In public he would speak with a combination of French, Spanish, Catalan and English, which was amusing for some and for some it was utterly irritating. Though doesn’t even deserve mention when we see at the other anecdotes. He was infamous for his exotic attires in public. When his exhibition in New York got successful, the authorities organized ‘Dali Ball’ in which he appeared with in a costume of a glass case on his chest, which contained a brassiere. In the London International Surrealist Exhibition, in his lecture he showed up with wearing a deep-sea diving suit and brass helmet along with a billiard cue and a pair of Russian Wolfhounds. The reason he declared was “I just wanted to show that I was ‘plunging deeply’ into the human mind.”

But the most displeasing attire he showed up with was he showed up with was dressing up as Lindbergh baby and the kidnapper, by him and his wife. The case of Lindbergh baby was very controversial and people had some emotional attachment with the baby. Thus, this mockery created rejection and condemnation to the idea, resulting as Dali’s public-apology.

In one more incident he gave Mia Furrow –a famous actress- a dead mouse in a bottle hand-painted by him. You can’t justify that oddity.

Maybe we can’t figure out why he lived like this. Because even he was not so sure about his behavior as he said: It is not necessary for the public to know whether I am joking or whether I am serious, just as it is not necessary for me to know it myself.

His height of fame in world  is expressed when we know that there is a desert called ‘Salvador Dali Desert’ due to the similar characteristics with the landscape of desert and Dali’s works.

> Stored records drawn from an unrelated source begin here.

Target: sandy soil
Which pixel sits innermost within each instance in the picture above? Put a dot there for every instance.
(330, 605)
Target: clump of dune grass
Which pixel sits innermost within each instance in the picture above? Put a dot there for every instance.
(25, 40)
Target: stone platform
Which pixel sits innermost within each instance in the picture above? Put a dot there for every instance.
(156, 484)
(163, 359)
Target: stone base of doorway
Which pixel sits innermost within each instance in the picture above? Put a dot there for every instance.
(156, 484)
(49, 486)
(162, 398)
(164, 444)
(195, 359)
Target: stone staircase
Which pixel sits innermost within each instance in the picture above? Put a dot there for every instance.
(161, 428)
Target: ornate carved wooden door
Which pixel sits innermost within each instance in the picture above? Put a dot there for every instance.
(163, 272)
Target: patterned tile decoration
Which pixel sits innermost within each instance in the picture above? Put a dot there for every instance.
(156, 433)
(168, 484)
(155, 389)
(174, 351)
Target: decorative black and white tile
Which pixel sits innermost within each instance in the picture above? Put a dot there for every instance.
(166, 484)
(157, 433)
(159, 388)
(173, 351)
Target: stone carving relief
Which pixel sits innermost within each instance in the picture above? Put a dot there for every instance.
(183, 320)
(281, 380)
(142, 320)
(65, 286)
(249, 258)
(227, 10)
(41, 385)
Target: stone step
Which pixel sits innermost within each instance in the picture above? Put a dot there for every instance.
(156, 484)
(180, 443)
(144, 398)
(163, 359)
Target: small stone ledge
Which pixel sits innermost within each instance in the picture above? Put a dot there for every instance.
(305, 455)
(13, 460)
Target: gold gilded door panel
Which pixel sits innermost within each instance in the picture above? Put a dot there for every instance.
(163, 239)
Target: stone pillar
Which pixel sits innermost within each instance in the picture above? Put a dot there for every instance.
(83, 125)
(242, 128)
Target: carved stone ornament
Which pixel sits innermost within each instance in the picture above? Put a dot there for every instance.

lollipop company logo designed by salvador dali After all this stunts and weirdness he still was a normal human being from inside. He was very much afraid of grasshoppers, assassination and germs. Loved nickname Avida Dollars (an anagram of his name meaning greedy for dollars) given by his fellows and also produced a very, very unconnected work to his oeuvre – a logo for a lollipop company:

Well, even after his unpredictable behavior, he said some very clever thoughts. When asked why he was so strange, he simply said:

‘I myself am surrealism’.

One Response to “Salvador Dali – A Surrealist Artist Stranger than Fiction!”
  1. S. Davidson

    really really crazy artist…never know why he acted in that way whole the time…best guess? …could be a narcissist who wants all the attention he could get!!!